Ingredients

How to make it

  • 1. Put all the ingredients but the piglet and coarse salt in a suitable pot and simmer for about ten minutes, stirring now and then. Let cool a bit.
  • 2. Rinse and clean the piglet thoroughly and place in a large, strong, food grade plastic bag. Do not use a garbage bag.
  • 3. Pour the marinade into the bag, get out as much air as possible, seal and place in the fridge for at least 2 hours. Overnight is better. Turn now and then to marinate the whole piglet.
  • STOP THE MUSIC: If the rest of this looks like more work than you want to put into it, pre-heat the oven to 350 F (175 C) and remove the piglet from the marinade to a baking rack over a pan with some of the marinade in it, tent it with foil, place it in the oven and roast until desired doneness is achieved; about 2 hours. Otherwise, carry on.

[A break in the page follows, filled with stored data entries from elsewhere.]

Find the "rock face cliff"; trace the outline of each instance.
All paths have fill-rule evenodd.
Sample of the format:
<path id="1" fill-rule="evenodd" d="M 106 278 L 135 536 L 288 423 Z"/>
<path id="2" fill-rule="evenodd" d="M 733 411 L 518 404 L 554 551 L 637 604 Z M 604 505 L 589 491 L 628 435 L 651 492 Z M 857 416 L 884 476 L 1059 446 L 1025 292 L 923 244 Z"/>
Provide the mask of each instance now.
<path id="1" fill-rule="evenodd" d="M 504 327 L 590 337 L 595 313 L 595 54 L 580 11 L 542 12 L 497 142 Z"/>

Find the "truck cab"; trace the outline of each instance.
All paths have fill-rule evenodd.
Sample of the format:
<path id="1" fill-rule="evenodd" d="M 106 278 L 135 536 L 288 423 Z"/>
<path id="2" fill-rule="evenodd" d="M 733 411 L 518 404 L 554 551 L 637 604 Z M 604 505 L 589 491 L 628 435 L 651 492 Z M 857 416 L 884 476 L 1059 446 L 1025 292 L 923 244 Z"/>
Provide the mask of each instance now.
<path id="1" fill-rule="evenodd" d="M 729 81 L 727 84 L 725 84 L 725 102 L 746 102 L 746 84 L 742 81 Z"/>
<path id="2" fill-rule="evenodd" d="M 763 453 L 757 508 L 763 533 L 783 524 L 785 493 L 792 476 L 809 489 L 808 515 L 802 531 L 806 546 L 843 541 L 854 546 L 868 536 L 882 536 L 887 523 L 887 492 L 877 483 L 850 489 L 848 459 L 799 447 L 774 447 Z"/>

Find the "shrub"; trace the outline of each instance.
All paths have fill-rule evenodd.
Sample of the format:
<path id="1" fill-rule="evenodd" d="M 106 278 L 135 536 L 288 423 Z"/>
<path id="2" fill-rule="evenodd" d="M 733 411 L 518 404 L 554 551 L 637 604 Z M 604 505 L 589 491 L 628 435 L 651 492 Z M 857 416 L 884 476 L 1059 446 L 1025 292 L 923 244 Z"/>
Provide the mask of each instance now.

  • 4. Put a good size bunch of hickory, or other hardwood, chips in a bucket of water to soak.
  • 5. When ready to steam/smoke, get the BBQ/smoker fired up and ready. See Photo
  • 6. Make sure you have a decent supply of chilled wine, sangria or beer on hand. This is thirsty work.
  • 7. Remove the piglet from the marinade to a steamer rack that will fit in the BBQ/smoker. Reserve the marinade.
  • 8. Put some of the soaked hickory chips on the fire.
  • 9. Place a shallow pan of the reserved marinade over the fire and sit the steamer rack, with the piglet, on this.
  • 10. Close the lid and adjust the vents to get a decent flow of smoke going. The fire should be hot enough to steam/smoke but not too hot or piglet will cook too fast and not get enough steam/smoke time. The steam/smoke process should take at least three or four hours.
  • 11. Open the smoker, replenish the wet hickory chips and marinade and baste the piglet every half hour, or so.
  • 12. When the internal temp of the piglet reaches 165 F (75 C) it’s done. Remove from the smoker, cover loosely and let rest about 15 minutes. The meat should just about fall off the bone.
  • 13. Serve.
  • **You should be able to do this with an electric or gas fired smoker, if it gets up to at least 200 F (95 C). You need at least 3 hours of steam/smoke time but more is okay, if you keep the steam coming.
  • I decided to go sorta Hawaiian with this and served it with a watercress salad, Oka (Polynesian raw fish ceviche), Hawaiian poi, steamed green bananas in peepee (coconut cream), Luau (taro or spinach leaves in boiled peepee and Steamed breadfruit with miki (miki is thickened peepee with parsley, basil, salt and FG pepper added). You should be able to get poi at the local supermarket in plastic bags or jars. The taro leaves, green bananas and breadfruit may be found and a good Asian market.
  • Another option is to do all the fixings you normally would for a baked ham.
  • It’s pork so a full bodied, dry red plonk went well and fresh pink lemonade for the kids.